Relief of the Poor Act 1795
- Parliament of Great Britain
- Long title: An act to amend so much of an act, made in the ninth year of the reign of King George the First, intituled, "An act for amending the laws relating to the settlement, employment, and relief of the poor," as prevents the distributing occasional relief to poor persons in their own houses, under certain circumstances and in certain cases.
- Citation: 36 Geo. 3. c. 23
- Territorial extent: Great Britain

Dates
- Royal assent: 24 December 1795
- Commencement: 24 December 1795
- Repealed: 14 August 1834

Other legislation
- Amends: Poor Relief Act 1722
- Repealed by: Poor Law Amendment Act 1834

Status: Repealed

Text of statute as originally enacted

= Relief of the Poor Act 1795 =

Act of the Parliament of Great Britain

The Relief of the Poor Act 1795 (36 Geo. 3. c. 23) was an act of the Parliament of Great Britain.

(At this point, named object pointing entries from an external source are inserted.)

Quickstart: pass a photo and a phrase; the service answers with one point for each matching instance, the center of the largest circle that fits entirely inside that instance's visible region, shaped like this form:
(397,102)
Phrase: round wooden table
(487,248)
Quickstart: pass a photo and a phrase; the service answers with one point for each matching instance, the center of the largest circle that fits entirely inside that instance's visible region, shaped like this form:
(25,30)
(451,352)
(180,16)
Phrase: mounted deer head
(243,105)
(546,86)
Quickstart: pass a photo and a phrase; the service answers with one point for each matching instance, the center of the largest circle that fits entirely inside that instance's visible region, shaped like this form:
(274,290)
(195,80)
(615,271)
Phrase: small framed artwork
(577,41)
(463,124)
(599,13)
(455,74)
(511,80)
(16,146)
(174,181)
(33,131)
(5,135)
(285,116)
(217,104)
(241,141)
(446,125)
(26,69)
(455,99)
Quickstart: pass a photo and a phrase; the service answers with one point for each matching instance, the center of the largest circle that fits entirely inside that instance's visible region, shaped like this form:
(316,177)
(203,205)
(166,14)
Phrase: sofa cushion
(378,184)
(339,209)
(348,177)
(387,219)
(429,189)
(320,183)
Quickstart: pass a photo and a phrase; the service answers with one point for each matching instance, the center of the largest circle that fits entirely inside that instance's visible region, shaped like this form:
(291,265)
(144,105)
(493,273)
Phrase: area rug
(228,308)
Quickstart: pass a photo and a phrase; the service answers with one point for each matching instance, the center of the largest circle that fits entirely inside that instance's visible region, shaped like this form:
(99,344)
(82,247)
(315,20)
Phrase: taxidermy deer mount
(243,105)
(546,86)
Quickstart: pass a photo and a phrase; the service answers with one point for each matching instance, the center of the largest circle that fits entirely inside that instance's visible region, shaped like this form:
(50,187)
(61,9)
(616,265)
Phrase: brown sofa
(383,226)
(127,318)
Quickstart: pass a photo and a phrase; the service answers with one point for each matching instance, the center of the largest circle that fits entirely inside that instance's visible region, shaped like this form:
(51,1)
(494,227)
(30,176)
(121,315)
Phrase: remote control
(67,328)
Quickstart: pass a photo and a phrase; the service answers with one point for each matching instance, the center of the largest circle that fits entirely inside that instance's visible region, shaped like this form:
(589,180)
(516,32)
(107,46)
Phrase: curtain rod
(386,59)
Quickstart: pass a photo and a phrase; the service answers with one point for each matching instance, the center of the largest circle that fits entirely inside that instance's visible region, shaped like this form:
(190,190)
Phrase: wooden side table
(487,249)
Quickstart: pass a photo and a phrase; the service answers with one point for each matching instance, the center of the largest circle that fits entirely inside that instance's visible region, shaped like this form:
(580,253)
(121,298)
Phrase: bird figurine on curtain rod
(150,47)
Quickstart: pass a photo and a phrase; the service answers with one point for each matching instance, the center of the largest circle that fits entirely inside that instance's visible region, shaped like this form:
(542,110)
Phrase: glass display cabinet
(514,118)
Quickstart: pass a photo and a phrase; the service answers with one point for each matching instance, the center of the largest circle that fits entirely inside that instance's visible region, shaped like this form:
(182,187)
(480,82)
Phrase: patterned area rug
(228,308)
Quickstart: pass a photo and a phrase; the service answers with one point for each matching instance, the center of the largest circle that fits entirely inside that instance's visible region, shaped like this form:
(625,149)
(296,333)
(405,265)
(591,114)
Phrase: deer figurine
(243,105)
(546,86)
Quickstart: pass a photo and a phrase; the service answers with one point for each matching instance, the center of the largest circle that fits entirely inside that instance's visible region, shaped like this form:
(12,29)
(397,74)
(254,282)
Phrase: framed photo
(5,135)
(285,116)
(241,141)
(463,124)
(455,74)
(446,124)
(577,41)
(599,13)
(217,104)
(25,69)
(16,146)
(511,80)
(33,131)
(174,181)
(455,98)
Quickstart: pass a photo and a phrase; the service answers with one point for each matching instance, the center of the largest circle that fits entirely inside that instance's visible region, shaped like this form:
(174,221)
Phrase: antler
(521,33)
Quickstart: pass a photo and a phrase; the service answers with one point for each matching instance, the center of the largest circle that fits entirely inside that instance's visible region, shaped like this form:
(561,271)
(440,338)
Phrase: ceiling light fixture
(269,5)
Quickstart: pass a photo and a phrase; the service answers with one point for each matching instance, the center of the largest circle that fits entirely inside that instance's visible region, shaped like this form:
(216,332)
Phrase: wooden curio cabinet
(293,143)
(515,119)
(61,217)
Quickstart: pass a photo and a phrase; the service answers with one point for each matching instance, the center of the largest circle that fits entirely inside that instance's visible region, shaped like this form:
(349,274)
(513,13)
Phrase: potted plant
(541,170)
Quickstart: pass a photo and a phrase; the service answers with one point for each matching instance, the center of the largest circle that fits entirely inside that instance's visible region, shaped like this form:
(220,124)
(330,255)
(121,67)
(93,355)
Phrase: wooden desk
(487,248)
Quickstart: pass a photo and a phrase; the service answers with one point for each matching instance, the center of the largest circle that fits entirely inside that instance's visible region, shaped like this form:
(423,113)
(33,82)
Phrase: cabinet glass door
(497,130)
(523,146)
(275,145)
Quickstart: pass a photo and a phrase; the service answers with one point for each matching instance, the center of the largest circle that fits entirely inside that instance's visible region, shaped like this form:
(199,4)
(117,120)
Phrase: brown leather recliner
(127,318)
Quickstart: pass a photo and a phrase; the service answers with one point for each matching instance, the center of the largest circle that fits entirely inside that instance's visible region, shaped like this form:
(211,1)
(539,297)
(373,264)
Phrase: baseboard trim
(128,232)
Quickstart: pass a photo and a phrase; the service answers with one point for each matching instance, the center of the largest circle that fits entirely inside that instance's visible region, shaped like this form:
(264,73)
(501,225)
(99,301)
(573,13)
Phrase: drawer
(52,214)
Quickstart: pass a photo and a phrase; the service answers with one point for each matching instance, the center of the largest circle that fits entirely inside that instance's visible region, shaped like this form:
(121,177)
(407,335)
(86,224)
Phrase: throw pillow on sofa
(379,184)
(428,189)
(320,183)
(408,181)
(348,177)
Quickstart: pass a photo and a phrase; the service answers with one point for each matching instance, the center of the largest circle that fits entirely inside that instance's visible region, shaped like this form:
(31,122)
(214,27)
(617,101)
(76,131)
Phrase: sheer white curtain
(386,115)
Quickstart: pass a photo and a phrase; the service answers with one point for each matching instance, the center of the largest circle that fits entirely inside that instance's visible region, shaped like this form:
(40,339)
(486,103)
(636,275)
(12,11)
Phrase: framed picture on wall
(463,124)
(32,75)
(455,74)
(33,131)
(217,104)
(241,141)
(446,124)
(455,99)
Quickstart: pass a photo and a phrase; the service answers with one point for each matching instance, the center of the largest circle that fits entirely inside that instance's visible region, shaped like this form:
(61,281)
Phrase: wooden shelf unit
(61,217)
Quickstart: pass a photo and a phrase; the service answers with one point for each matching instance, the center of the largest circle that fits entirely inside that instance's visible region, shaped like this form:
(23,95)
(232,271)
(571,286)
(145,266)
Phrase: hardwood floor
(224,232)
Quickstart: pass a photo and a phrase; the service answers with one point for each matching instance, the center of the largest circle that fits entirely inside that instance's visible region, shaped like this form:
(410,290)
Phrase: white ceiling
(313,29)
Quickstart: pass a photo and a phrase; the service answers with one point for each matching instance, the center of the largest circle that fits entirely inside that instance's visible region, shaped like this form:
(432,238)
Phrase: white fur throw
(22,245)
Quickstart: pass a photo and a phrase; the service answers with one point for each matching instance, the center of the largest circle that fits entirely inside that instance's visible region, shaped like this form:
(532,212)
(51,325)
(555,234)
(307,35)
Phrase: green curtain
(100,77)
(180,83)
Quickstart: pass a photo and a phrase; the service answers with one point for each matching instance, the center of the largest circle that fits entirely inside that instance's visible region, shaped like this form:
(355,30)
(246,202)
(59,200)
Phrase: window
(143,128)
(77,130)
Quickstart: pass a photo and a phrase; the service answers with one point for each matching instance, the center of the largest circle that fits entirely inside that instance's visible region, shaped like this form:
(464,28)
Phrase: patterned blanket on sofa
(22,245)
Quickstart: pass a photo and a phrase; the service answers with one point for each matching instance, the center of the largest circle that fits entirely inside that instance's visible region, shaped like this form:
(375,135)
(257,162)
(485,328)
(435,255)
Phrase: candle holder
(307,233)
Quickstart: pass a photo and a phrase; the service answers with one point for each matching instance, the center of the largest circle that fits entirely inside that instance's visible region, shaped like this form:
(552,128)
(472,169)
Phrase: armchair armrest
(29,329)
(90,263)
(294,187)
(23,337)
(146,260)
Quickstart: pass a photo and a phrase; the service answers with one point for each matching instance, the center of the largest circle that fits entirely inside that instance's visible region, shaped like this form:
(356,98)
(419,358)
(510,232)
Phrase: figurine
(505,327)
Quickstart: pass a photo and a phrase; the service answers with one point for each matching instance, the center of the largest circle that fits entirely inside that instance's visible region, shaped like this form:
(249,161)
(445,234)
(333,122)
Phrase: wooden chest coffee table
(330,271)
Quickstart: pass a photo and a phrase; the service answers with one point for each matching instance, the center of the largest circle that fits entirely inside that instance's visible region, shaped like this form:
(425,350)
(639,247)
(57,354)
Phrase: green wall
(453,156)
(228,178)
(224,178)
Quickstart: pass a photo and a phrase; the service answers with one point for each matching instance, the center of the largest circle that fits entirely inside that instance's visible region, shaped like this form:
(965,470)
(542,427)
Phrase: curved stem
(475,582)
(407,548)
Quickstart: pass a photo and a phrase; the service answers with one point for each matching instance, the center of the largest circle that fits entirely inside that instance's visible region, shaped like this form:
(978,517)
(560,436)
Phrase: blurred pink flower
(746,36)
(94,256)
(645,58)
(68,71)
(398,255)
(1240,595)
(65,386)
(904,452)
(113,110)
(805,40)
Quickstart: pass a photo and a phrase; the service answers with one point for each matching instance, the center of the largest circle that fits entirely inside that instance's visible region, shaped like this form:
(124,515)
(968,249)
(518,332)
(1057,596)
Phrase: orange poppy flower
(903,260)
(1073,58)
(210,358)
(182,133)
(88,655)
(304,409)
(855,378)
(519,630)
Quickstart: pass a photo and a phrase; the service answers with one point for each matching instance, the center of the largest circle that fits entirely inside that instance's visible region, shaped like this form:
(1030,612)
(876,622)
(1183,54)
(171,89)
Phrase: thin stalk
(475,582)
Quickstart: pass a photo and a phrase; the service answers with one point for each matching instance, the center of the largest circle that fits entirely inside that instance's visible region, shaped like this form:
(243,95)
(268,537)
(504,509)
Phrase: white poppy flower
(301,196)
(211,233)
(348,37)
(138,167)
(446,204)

The act amended the Poor Relief Act 1722 by repealing those clauses that prohibited outdoor relief. The Act claimed that this was necessary because the prohibition had been "found inconvenient and oppressive, inasmuch as it often prevents an industrious poor person from receiving such occasional relief as is best suited to his peculiar case, and in certain cases holds out conditions of relief injurious to the comfort and domestic situation and happiness of such poor persons".

The act enabled poor relief overseers in every parish (with the permission from the vestry or a justice of the peace) to award poor relief to any industrious poor person in their home without requiring them to enter a workhouse. The Act also empowered justices of the peace to award poor relief to any industrious poor person in their home for one month. However, two justices of the peace could extend relief for another month "and so on from time to time, as the occasion shall require".

== Subsequent developments ==
The whole act was repealed by section 53 of the Poor Law Amendment Act 1834 (4 & 5 Will. 4. c. 76).